Благодаря связям в церковных кругах Павел Егорович пристроил свой хор в несколько мест, чем сам страшно гордился и что глубоко огорчало детей. Из всех Чеховых-младших именно Антон особенно не любил воскресных и праздничных дней, когда ему и его братьям приходилось с самого раннего утра петь в церкви. Отец будил их за час или два до начала службы, чтобы они успели душой и телом подготовиться к богослужению. А когда дети, совершенно разбитые, возвращались домой, Павел Егорович заставлял их участвовать еще и в домашнем подражании церковной службе. Нелепый и торжественный, он вставал перед иконами и требовал, чтобы вся семья пела вместе с ним. Отец, мать и сыновья, простершись на полу и стукаясь об него лбами, набожно сливали свои голоса в молитвах. Так проходило время до поздней обедни. Когда снова начинали звонить колокола, вся семья возвращалась в церковь. Вспоминая перенесенные им испытания, Чехов писал 9 марта 1892 года Леонтьеву-Щеглову: «Я получил в детстве религиозное образование и такое же воспитание — с церковным пением, с чтением Апостола и кафизм в церкви, с исправным посещением утрени, с обязанностью помогать в алтаре и звонить на колокольне. И что же? Когда я теперь вспоминаю о своем детстве, то оно представляется мне довольно мрачным; религии у меня теперь нет. Знаете, когда, бывало, я и два мои брата среди церкви пели трио «Да исправится молитва моя…» или же «Архангельский глас», на нас все смотрели с умилением и завидовали моим родителям, мы же в это время чувствовали себя маленькими каторжниками. Да, милый! Рачинского я понимаю, но детей, которые учатся у него, я не знаю. Их души для меня потемки. Если в их душах радость, то они счастливее меня и братьев, у которых детство было страданием».
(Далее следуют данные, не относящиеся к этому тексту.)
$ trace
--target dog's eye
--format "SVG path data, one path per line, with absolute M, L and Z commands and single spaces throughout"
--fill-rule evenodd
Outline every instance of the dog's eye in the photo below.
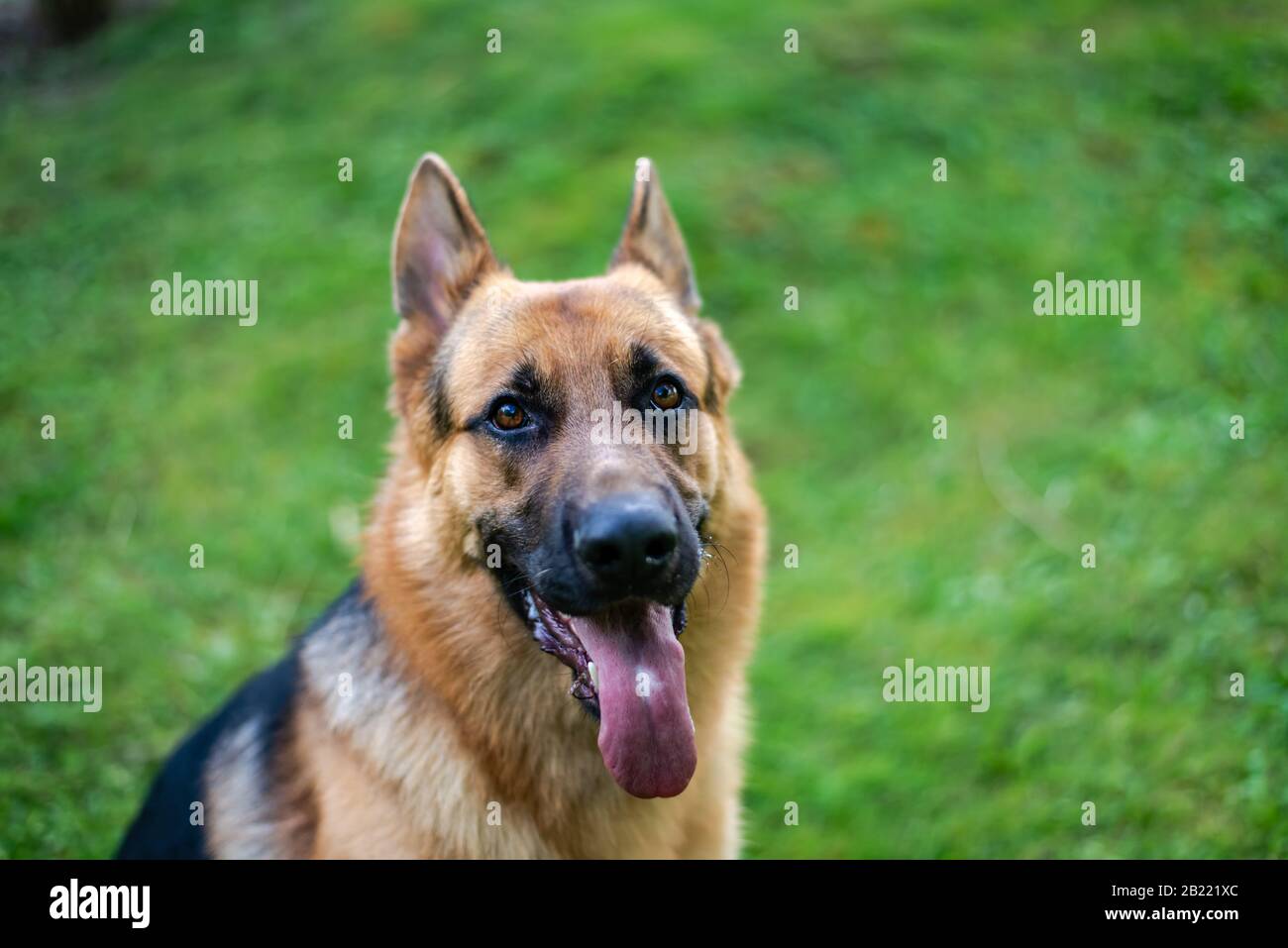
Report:
M 680 384 L 668 375 L 663 375 L 656 383 L 653 383 L 653 407 L 661 408 L 662 411 L 670 411 L 671 408 L 677 408 L 680 402 L 684 399 L 684 393 L 680 392 Z
M 524 413 L 523 406 L 513 398 L 502 398 L 492 407 L 492 424 L 502 431 L 523 428 L 527 420 L 528 416 Z

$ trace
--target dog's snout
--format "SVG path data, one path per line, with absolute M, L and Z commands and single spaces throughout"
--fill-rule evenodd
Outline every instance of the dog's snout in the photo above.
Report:
M 596 501 L 573 529 L 581 564 L 603 583 L 630 587 L 666 576 L 675 564 L 679 541 L 675 515 L 639 493 Z

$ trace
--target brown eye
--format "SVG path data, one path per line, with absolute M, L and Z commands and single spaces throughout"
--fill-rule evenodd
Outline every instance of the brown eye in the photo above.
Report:
M 527 420 L 527 415 L 523 413 L 523 406 L 513 398 L 497 402 L 496 407 L 492 408 L 492 424 L 502 431 L 513 431 L 515 428 L 523 428 L 523 422 Z
M 662 377 L 653 385 L 652 398 L 654 408 L 670 411 L 671 408 L 677 408 L 684 397 L 680 394 L 680 386 L 676 385 L 674 379 Z

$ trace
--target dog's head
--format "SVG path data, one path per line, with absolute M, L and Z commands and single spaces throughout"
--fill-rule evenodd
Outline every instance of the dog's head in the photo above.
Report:
M 677 636 L 711 537 L 738 368 L 698 318 L 684 240 L 647 160 L 605 276 L 515 280 L 428 155 L 394 233 L 393 402 L 435 515 L 573 671 L 636 796 L 697 763 Z M 480 620 L 484 617 L 480 616 Z

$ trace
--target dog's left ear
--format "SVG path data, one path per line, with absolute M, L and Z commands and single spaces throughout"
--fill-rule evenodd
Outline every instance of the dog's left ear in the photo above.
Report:
M 497 268 L 465 188 L 440 156 L 425 155 L 394 228 L 394 308 L 442 336 L 470 290 Z
M 671 206 L 666 202 L 666 194 L 662 193 L 657 169 L 648 158 L 635 162 L 631 209 L 608 269 L 627 263 L 638 263 L 652 270 L 671 291 L 680 308 L 689 316 L 697 316 L 702 298 L 698 296 L 698 285 L 693 280 L 689 251 L 684 246 Z

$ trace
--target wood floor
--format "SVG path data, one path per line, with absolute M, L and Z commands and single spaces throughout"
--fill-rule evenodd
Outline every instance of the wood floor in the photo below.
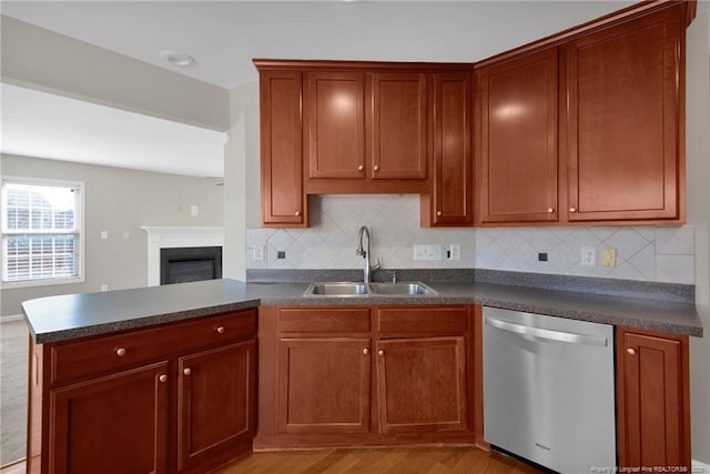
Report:
M 254 453 L 219 474 L 538 474 L 497 453 L 471 447 L 324 450 Z
M 254 453 L 219 474 L 539 474 L 525 463 L 475 447 L 323 450 Z M 0 468 L 24 474 L 24 462 Z

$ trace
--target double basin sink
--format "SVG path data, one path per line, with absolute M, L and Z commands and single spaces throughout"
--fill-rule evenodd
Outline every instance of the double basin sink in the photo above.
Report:
M 436 294 L 422 282 L 364 283 L 364 282 L 315 282 L 303 293 L 304 296 L 413 296 Z

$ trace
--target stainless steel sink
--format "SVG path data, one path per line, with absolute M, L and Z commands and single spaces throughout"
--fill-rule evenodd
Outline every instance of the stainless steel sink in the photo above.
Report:
M 369 293 L 369 288 L 363 282 L 315 282 L 311 283 L 304 296 L 355 296 Z
M 420 282 L 363 283 L 363 282 L 314 282 L 303 293 L 304 296 L 366 296 L 436 294 L 436 291 Z
M 373 293 L 377 294 L 436 294 L 434 290 L 420 282 L 402 282 L 402 283 L 371 283 L 369 288 Z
И все-таки позже он признает, что у его отца, несмотря на ограниченный ум и грубое обращение, был некоторый художественный вкус. Павел Егорович не только самоучкой выучился играть на скрипке, но и малевал иконы, неуклюже и благочестиво. «Талант у нас со стороны отца, а душа — со стороны матери», — скажет впоследствии Чехов.
Но сколько ни молились, сколько ни жгли перед иконами свечей, а все же торговля Павла Егоровича постепенно приходила в упадок. Его грубое обхождение, недальновидность и скупость отпугивали покупателей.